Algumas dessas mudanças tiveram início já durante o isolamento pela própria condição de vulnerabilidade trazida pelo medo do contágio pela covid-19 e pelo clima assustador que se instalou frente à impossibilidade de controlar a situação, mesmo por parte dos adultos.

Todos, indistintamente, tinham possibilidade de serem contaminados e adoecerem gravemente e isso, muito frequentemente, agravou o medo das crianças por fantasiarem a perda dos pais, justo estes que deveriam sempre protegê-los.

As crianças também tiveram uma quebra importante nas oportunidades de encontros e interações enriquecedores com indivíduos da própria idade e com os outros adultos que são significativos em sua vida, como avós, tios, professores.

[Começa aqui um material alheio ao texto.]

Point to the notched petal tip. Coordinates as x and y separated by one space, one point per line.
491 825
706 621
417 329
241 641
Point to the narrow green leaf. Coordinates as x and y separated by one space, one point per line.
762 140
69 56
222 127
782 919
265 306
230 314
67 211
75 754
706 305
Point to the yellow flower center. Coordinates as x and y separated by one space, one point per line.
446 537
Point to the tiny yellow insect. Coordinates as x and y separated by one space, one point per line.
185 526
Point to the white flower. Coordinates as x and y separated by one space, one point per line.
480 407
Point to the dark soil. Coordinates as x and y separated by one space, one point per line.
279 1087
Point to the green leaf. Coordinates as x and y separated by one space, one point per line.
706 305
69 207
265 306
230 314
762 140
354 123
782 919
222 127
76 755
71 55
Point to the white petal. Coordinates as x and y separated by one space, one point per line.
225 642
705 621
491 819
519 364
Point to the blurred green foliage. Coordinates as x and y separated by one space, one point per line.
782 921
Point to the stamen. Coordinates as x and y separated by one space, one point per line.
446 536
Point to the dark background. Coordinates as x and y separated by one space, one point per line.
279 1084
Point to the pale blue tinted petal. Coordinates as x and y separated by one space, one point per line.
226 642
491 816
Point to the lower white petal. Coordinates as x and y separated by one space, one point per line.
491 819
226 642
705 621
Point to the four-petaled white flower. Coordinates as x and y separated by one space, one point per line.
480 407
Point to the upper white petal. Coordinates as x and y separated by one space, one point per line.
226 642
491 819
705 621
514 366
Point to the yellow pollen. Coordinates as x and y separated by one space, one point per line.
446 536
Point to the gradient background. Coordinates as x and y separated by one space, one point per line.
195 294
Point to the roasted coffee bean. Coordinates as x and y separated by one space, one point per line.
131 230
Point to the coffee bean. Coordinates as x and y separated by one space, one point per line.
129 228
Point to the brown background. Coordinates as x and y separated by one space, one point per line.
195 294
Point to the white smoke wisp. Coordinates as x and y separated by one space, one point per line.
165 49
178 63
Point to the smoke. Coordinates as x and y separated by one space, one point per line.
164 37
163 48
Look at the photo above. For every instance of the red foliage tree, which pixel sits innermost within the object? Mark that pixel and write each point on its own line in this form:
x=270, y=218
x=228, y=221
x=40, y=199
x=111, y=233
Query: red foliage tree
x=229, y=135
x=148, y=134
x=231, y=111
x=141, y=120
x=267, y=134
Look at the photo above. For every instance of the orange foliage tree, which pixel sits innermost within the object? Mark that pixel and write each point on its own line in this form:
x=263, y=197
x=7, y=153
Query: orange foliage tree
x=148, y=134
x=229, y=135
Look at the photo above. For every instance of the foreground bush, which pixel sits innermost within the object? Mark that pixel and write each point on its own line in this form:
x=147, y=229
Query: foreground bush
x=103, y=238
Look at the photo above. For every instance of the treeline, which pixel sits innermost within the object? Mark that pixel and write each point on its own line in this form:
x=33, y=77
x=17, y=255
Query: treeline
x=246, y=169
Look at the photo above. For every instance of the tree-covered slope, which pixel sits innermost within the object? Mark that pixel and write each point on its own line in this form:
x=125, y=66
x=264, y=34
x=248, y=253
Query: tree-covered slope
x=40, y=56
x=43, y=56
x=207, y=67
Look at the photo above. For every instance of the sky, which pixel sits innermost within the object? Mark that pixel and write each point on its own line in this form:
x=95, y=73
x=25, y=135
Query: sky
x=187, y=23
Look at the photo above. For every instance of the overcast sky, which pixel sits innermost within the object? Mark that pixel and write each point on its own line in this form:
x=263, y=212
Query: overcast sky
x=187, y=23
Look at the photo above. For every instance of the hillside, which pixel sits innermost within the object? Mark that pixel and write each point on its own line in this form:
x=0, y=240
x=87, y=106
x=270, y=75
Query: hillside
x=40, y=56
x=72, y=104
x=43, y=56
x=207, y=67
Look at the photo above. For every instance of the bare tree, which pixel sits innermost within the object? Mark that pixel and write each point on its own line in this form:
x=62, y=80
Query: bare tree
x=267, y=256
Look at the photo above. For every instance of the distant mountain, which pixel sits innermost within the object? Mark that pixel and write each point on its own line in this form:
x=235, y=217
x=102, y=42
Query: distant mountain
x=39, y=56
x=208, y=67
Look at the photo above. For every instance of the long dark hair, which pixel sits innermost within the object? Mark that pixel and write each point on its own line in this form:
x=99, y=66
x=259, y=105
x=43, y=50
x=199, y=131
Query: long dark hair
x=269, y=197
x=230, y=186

E, dois anos parece uma eternidade para uma criança…

No retorno às atividades, muitas crianças se sentiram receosas com a possiblidade de não conseguirem se “enturmar”, de não saberem como reatar as amizades ou fazer novos amigos, um abalo na autoestima por se verem inseguras quanto as suas capacidades e competências.

Em outras, a dificuldade ou impossibilidade em acompanhar o aprendizado online produziu uma ansiedade muito grande pelo receio de não “conseguir mais aprender”, de tirar notas baixas, de repetir o ano ou decepcionar os pais, e que só foi sentido no retorno às aulas presenciais.

Então, vamos percebendo crianças ansiosas, inquietas, agitadas, irritadiças, agressivas, tristes, com dificuldade em se concentrar, com reações inesperadas, às vezes desproporcionais às circunstâncias, mais isoladas ou caladas, mais apegadas aos pais, com insônia ou dificuldade para dormir, sem nenhum apetite ou com muito apetite, com queixas constantes de dores no corpo ou cansaço para fazer qualquer coisa, sejam as tarefas da escola ou brincar e se divertir.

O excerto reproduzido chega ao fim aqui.